Gençlik kavramının neyi ifade ettiğine ilişkin tarifler uzun yıllardır tartışılır. En sık rastlananı gençliği bir yaş grubu üzerinden tanımlamak. Bunun hatalı ya da eksik bir tanım olduğu, yaşça genç olsa bile davranış ve fikirleri büyükleri taklitten öteye geçmeyenlere bakarak anlaşılabilir. Yaşça genç olup da genç olmayanların kimler olduğuna ilişkin somut örneklere yazının ilerleyen kısmında değineceğiz. Biz konumuza dönelim. Gençlik, ülkemiz tarihi boyunca arayışın adı olmuştur. Dergimizin elinizdeki sayısının da kapak konusu olan cumhuriyet, kurulduğu yıllarda yaşça küçük olduğu için ama daha da önemlisi ileriye dönük bir atılımı ve arayışı simgelediği için genç cumhuriyet olarak adlandırılmıştır.

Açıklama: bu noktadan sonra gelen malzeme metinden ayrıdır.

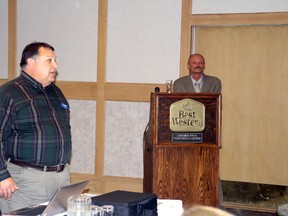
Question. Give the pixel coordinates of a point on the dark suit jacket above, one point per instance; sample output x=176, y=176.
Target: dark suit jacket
x=210, y=84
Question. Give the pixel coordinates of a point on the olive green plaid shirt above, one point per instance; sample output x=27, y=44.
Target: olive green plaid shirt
x=34, y=124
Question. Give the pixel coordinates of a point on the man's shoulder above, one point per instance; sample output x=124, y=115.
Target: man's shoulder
x=212, y=78
x=10, y=84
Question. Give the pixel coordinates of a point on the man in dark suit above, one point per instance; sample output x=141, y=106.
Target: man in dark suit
x=197, y=81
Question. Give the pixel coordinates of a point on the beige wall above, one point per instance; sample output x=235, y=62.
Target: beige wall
x=251, y=62
x=97, y=92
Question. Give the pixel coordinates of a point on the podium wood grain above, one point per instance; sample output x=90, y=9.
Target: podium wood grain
x=185, y=171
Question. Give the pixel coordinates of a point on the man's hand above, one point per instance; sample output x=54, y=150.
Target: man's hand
x=7, y=187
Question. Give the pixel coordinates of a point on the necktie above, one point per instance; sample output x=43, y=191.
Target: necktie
x=197, y=87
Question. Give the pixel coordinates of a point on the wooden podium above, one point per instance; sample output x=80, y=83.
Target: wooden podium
x=185, y=170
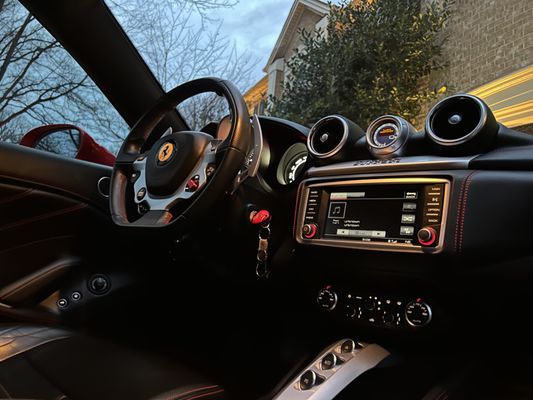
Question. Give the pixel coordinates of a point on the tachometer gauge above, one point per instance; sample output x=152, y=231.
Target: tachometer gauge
x=292, y=164
x=295, y=168
x=386, y=135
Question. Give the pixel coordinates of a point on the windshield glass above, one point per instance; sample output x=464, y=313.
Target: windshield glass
x=305, y=59
x=296, y=59
x=188, y=39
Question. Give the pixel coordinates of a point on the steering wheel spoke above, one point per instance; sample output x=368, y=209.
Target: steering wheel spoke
x=180, y=165
x=197, y=179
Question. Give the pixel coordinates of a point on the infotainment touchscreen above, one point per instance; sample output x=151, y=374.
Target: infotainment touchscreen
x=383, y=213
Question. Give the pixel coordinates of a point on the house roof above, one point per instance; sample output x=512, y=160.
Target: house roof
x=292, y=23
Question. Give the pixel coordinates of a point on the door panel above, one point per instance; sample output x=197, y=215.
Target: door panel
x=50, y=211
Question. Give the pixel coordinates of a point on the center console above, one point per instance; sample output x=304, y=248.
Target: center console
x=334, y=369
x=387, y=214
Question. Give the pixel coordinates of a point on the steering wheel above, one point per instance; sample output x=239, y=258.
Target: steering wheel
x=186, y=170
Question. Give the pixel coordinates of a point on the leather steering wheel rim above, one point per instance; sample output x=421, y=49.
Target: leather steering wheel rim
x=235, y=149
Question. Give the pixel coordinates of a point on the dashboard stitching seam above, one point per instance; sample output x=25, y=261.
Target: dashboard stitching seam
x=459, y=208
x=296, y=209
x=468, y=181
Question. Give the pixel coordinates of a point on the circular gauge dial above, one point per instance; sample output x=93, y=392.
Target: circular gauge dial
x=295, y=168
x=292, y=164
x=386, y=135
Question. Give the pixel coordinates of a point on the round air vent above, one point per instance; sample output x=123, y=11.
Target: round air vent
x=462, y=120
x=333, y=138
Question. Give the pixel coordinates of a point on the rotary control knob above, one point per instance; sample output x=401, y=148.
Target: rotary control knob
x=327, y=299
x=418, y=313
x=427, y=236
x=309, y=231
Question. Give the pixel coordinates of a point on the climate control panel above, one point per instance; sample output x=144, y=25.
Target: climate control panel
x=376, y=310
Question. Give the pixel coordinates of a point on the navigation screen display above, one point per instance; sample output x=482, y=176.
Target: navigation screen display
x=392, y=213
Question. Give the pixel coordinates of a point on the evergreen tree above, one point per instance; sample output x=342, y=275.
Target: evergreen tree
x=374, y=58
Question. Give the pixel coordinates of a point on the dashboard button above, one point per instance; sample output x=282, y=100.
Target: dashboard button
x=307, y=380
x=427, y=236
x=309, y=231
x=328, y=361
x=349, y=346
x=407, y=230
x=388, y=318
x=99, y=284
x=327, y=299
x=141, y=193
x=62, y=303
x=370, y=304
x=418, y=313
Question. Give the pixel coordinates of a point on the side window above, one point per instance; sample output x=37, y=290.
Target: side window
x=40, y=85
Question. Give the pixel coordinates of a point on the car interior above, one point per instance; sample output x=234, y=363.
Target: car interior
x=261, y=259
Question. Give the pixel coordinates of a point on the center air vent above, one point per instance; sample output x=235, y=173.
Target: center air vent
x=333, y=137
x=461, y=120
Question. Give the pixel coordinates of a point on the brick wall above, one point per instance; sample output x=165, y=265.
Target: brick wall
x=487, y=39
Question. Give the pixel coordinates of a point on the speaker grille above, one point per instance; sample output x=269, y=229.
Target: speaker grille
x=327, y=136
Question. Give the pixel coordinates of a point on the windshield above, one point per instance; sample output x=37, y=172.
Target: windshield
x=296, y=59
x=304, y=59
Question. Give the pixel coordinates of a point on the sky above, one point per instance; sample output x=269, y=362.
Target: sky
x=255, y=25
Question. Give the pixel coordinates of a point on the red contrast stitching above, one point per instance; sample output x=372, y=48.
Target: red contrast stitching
x=463, y=211
x=44, y=216
x=177, y=396
x=460, y=212
x=16, y=196
x=205, y=394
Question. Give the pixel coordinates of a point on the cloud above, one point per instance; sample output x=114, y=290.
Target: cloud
x=254, y=26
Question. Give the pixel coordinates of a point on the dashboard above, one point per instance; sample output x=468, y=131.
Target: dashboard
x=378, y=214
x=391, y=187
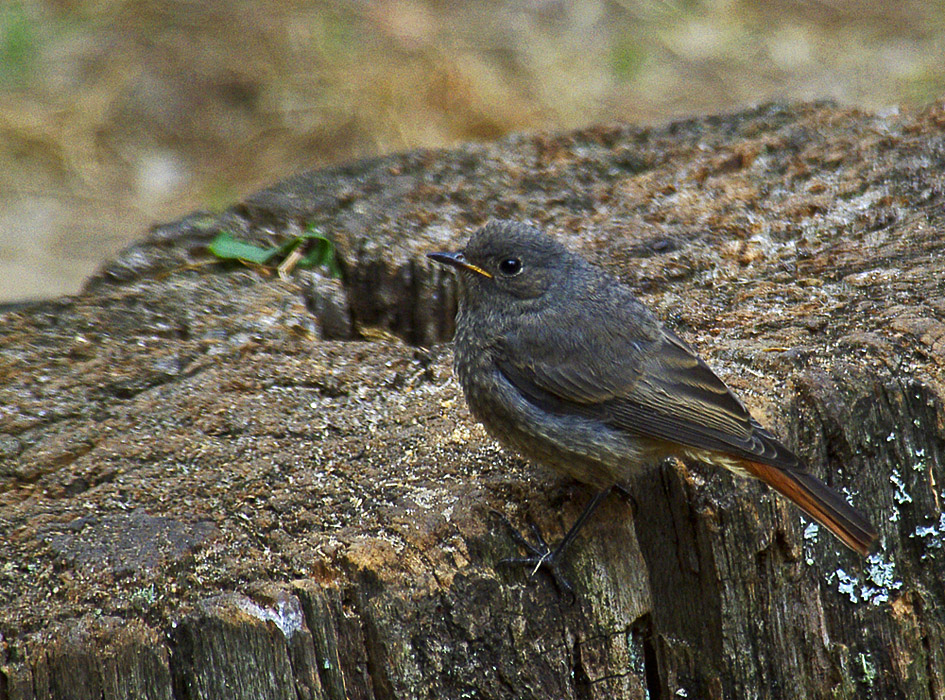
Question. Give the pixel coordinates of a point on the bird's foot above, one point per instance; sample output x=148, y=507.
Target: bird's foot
x=541, y=555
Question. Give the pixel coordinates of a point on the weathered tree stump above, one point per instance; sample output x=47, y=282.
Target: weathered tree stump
x=216, y=484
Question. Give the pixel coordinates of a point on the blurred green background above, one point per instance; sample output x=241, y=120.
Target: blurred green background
x=118, y=114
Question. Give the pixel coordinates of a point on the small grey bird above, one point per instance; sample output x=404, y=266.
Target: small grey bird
x=562, y=364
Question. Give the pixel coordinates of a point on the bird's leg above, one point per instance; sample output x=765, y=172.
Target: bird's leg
x=541, y=554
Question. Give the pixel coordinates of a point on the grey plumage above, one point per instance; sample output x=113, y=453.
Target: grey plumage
x=563, y=364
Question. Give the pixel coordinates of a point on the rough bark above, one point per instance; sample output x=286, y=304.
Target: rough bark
x=216, y=484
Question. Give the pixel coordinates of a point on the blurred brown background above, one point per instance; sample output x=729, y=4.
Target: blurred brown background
x=118, y=114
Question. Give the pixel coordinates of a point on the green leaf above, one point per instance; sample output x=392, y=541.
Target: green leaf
x=226, y=247
x=321, y=251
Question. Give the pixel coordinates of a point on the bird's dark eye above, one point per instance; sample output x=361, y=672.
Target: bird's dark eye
x=510, y=267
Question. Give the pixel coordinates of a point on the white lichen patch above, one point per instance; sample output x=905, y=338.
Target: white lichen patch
x=286, y=615
x=932, y=536
x=901, y=495
x=878, y=584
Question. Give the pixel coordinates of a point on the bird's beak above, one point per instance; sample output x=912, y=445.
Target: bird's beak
x=458, y=260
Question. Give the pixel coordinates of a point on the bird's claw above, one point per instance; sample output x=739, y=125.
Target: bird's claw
x=541, y=556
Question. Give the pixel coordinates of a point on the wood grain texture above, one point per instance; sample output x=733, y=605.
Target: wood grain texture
x=202, y=497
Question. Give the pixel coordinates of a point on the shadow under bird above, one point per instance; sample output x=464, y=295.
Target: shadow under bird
x=562, y=364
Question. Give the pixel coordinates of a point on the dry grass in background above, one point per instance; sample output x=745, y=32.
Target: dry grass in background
x=117, y=114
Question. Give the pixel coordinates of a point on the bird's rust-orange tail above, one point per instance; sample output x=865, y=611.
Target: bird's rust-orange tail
x=820, y=502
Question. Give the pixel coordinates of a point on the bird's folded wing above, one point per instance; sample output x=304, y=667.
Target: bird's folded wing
x=670, y=394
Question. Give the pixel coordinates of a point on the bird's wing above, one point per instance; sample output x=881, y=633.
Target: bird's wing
x=657, y=388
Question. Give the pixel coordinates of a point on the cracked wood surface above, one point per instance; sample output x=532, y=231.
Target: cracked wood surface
x=214, y=483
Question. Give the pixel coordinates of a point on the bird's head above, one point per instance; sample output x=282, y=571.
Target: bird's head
x=506, y=258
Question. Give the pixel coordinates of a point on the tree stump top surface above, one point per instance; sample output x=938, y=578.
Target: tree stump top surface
x=184, y=430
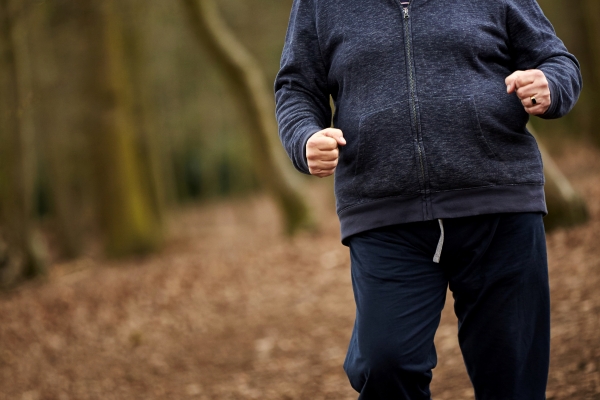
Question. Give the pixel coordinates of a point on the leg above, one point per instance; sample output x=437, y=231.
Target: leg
x=399, y=295
x=502, y=303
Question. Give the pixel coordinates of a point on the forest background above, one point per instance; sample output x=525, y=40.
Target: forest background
x=119, y=127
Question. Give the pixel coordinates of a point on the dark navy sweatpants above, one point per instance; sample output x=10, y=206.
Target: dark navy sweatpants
x=496, y=268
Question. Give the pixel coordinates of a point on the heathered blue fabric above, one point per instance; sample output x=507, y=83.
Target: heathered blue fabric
x=422, y=103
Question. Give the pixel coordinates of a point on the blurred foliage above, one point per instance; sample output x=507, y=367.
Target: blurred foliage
x=87, y=79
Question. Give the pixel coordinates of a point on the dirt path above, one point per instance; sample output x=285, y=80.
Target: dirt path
x=231, y=310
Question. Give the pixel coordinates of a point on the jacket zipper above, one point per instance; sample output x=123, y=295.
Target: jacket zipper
x=412, y=89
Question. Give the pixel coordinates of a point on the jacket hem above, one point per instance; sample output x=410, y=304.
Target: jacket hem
x=448, y=204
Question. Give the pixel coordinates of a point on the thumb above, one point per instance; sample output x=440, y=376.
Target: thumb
x=336, y=134
x=511, y=82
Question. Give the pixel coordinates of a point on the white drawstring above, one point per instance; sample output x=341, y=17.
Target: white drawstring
x=438, y=251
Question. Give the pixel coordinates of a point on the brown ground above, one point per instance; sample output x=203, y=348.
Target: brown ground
x=231, y=310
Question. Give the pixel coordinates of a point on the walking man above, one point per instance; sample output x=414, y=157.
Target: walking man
x=438, y=182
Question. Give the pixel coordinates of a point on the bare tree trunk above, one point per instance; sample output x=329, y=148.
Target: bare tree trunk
x=21, y=254
x=57, y=107
x=125, y=207
x=250, y=88
x=566, y=207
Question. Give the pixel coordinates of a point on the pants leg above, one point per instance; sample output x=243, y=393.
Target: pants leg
x=399, y=294
x=497, y=269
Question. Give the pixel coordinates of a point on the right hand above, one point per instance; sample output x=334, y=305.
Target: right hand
x=322, y=151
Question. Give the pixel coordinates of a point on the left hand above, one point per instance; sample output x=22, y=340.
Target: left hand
x=529, y=85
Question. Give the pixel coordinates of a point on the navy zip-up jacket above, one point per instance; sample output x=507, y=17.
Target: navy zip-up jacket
x=420, y=98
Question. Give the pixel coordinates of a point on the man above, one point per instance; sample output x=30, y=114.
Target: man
x=438, y=182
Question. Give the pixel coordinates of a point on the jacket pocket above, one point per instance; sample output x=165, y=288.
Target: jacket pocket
x=386, y=163
x=457, y=153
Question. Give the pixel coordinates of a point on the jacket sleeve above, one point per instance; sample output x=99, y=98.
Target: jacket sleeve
x=534, y=45
x=301, y=94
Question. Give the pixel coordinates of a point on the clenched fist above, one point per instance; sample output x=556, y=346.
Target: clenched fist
x=322, y=151
x=532, y=89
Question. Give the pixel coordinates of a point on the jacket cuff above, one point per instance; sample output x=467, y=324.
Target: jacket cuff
x=301, y=162
x=554, y=100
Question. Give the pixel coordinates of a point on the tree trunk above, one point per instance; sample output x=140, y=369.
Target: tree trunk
x=125, y=206
x=566, y=207
x=256, y=102
x=21, y=254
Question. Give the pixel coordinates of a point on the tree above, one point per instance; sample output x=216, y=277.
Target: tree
x=21, y=251
x=247, y=81
x=127, y=211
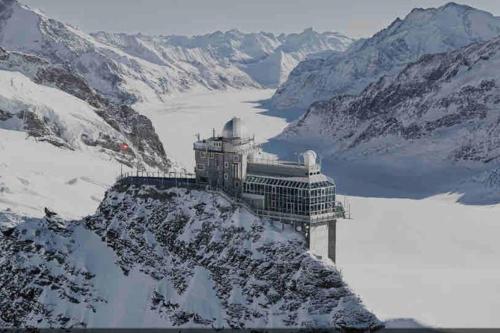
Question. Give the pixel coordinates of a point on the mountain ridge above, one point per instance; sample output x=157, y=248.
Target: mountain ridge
x=422, y=31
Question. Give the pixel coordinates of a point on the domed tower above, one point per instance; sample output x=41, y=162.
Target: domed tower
x=234, y=129
x=221, y=161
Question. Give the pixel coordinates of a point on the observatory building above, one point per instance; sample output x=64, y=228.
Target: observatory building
x=294, y=193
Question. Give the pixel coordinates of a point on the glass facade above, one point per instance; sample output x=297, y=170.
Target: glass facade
x=292, y=196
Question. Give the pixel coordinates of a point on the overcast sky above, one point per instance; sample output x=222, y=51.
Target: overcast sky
x=356, y=18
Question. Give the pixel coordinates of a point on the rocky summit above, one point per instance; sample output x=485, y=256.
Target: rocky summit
x=163, y=258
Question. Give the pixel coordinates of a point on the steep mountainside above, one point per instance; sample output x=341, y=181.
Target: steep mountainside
x=423, y=31
x=54, y=105
x=444, y=106
x=140, y=68
x=59, y=139
x=151, y=258
x=266, y=58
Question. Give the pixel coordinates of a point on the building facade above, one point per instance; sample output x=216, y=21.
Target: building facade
x=294, y=193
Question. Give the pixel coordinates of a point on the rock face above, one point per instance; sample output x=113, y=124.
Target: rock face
x=49, y=120
x=138, y=68
x=423, y=31
x=444, y=106
x=169, y=258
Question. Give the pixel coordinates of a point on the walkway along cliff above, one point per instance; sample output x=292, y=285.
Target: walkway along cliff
x=291, y=193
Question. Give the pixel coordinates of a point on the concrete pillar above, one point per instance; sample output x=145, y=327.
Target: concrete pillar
x=322, y=239
x=332, y=239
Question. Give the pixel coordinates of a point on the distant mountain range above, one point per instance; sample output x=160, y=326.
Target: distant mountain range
x=76, y=92
x=442, y=110
x=423, y=31
x=130, y=68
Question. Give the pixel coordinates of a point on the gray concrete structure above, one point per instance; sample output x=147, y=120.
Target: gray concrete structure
x=294, y=193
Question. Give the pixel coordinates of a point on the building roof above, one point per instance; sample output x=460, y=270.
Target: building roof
x=314, y=181
x=234, y=128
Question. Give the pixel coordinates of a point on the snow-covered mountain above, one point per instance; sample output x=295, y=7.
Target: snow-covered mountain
x=423, y=31
x=54, y=105
x=167, y=258
x=266, y=58
x=60, y=140
x=444, y=106
x=141, y=68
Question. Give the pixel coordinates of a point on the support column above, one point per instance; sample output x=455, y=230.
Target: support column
x=332, y=239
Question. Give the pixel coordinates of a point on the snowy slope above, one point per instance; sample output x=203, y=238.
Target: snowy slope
x=423, y=31
x=180, y=258
x=266, y=58
x=441, y=110
x=444, y=105
x=55, y=151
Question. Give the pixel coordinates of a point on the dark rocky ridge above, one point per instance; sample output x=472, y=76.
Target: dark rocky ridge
x=170, y=236
x=450, y=98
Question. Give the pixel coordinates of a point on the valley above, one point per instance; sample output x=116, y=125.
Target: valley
x=408, y=256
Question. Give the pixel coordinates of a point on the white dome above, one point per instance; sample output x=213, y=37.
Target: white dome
x=234, y=129
x=309, y=158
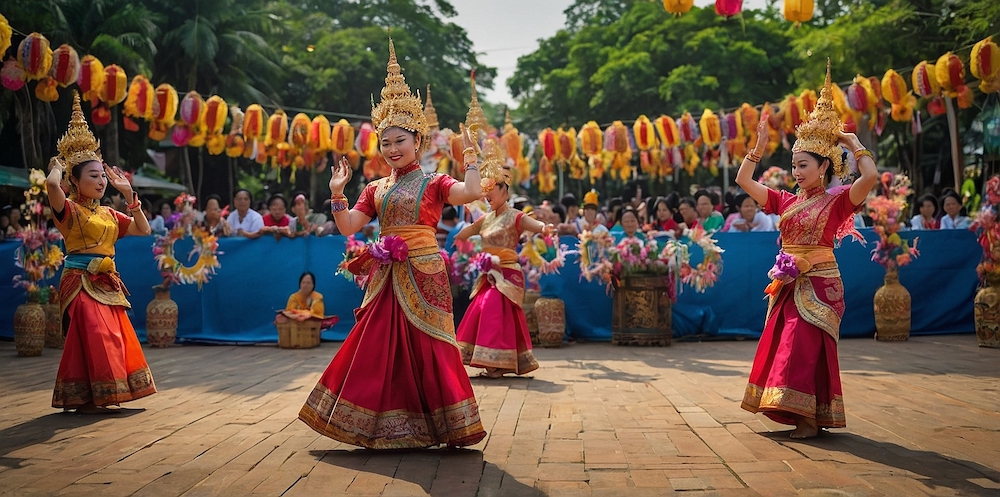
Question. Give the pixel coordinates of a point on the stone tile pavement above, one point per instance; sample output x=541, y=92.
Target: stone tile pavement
x=595, y=419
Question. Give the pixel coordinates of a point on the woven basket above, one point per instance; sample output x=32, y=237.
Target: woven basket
x=294, y=334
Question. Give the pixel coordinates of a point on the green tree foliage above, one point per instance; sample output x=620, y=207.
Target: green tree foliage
x=649, y=62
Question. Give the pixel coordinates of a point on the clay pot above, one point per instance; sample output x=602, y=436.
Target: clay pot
x=892, y=309
x=161, y=318
x=29, y=329
x=640, y=313
x=54, y=338
x=987, y=312
x=551, y=314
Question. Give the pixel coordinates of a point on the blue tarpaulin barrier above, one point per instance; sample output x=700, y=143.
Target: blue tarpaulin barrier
x=257, y=276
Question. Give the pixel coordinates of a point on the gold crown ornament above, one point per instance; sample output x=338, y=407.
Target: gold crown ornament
x=399, y=107
x=475, y=119
x=820, y=132
x=492, y=170
x=78, y=144
x=430, y=113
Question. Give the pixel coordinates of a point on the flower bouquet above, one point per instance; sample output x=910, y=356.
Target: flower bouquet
x=891, y=251
x=40, y=255
x=988, y=229
x=204, y=252
x=366, y=259
x=611, y=263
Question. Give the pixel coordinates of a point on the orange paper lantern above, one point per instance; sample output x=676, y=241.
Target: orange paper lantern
x=65, y=65
x=91, y=79
x=925, y=83
x=115, y=84
x=342, y=137
x=139, y=102
x=35, y=56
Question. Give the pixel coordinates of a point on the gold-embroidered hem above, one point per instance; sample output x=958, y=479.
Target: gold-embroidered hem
x=787, y=400
x=457, y=425
x=478, y=356
x=72, y=394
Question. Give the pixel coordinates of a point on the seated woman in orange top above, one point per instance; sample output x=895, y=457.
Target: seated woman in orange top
x=305, y=303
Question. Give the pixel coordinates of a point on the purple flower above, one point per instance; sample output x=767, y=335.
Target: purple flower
x=784, y=267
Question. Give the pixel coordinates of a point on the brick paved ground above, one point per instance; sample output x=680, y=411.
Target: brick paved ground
x=595, y=419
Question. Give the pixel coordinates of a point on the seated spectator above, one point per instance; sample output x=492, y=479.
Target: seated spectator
x=213, y=221
x=305, y=304
x=688, y=212
x=749, y=217
x=927, y=212
x=664, y=223
x=708, y=218
x=277, y=221
x=156, y=225
x=590, y=221
x=304, y=219
x=243, y=221
x=628, y=219
x=952, y=205
x=571, y=226
x=329, y=226
x=165, y=210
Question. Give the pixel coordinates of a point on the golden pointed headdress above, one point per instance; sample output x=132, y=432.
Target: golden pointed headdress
x=475, y=119
x=78, y=144
x=493, y=170
x=820, y=131
x=430, y=114
x=399, y=107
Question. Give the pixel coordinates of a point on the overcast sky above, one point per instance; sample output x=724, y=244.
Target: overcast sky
x=503, y=30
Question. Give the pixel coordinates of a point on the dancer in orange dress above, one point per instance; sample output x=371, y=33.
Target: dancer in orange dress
x=102, y=363
x=493, y=333
x=398, y=380
x=795, y=377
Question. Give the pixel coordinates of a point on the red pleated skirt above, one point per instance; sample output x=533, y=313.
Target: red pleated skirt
x=795, y=370
x=494, y=332
x=392, y=386
x=102, y=361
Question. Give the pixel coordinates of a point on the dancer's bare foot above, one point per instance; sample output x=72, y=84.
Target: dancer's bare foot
x=805, y=428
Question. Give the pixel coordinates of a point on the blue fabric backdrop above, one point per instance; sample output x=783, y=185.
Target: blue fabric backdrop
x=256, y=277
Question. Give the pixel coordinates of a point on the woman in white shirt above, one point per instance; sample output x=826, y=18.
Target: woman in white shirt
x=245, y=221
x=952, y=204
x=749, y=217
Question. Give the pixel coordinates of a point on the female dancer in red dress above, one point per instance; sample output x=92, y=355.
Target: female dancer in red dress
x=795, y=378
x=494, y=332
x=398, y=380
x=102, y=363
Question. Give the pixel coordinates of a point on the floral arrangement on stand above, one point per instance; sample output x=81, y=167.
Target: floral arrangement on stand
x=360, y=260
x=609, y=262
x=891, y=251
x=777, y=178
x=40, y=255
x=205, y=249
x=988, y=228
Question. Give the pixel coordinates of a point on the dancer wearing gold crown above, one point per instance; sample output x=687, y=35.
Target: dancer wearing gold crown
x=795, y=378
x=494, y=332
x=102, y=363
x=398, y=380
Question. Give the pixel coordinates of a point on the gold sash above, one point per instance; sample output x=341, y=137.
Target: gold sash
x=420, y=283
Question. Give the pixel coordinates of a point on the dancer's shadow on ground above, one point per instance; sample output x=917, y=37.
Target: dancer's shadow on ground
x=438, y=472
x=929, y=468
x=527, y=381
x=49, y=428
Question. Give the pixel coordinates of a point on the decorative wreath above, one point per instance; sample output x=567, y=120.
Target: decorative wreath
x=205, y=247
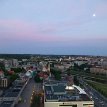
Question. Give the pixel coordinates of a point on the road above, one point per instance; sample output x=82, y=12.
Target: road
x=99, y=100
x=27, y=93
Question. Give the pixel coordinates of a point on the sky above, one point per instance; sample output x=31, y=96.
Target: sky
x=72, y=27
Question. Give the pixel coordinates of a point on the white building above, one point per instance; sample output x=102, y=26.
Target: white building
x=59, y=95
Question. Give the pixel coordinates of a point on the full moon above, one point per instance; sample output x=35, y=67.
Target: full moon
x=94, y=15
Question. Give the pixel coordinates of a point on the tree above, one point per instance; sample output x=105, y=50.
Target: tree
x=38, y=79
x=76, y=80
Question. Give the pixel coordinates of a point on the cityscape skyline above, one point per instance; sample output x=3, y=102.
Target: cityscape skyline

Bugün de gençlik, içinde yaşadığımız karanlık ve kocamış düzeni öyle veya böyle reddetmekte olan bir toplam. Bu reddiye, kimi zaman düzen tarafından kendisine sunulana kayıtsız kalmak, onun çizdiği rotayı önemsememek olarak ortaya çıkarken; Haziran gibi özel uğraklarda fiili olarak düzeni ve iktidarı karşıya alan bir konumlanışı da ifade edebiliyor. Yani yıllarca apolitik olarak görülen gençliğin konumu hep reddiyeyi içerdi. Reddiyenin fiili olarak karşı çıkışa dönüştüğü nokta ise genç olan alternatifi üretme iradesine yaslanmak zorunda. Yani gençliği kabaca, var olandan etkilenmekle beraber onun kısmen dışında ve potansiyel olarak onu kendisi gibi genç olanla değiştirme, ileriye çekme enerjisi taşıyanlar olarak tarif edebiliriz. Ne mutlu ki, bugünün Türkiye’sinde bu tanım yaşça genç olanların da çok büyük bir kısmını kapsıyor. AKP destekçisi, yaşlı fikirler gençlik içerisinde “marjinal” kalıyor.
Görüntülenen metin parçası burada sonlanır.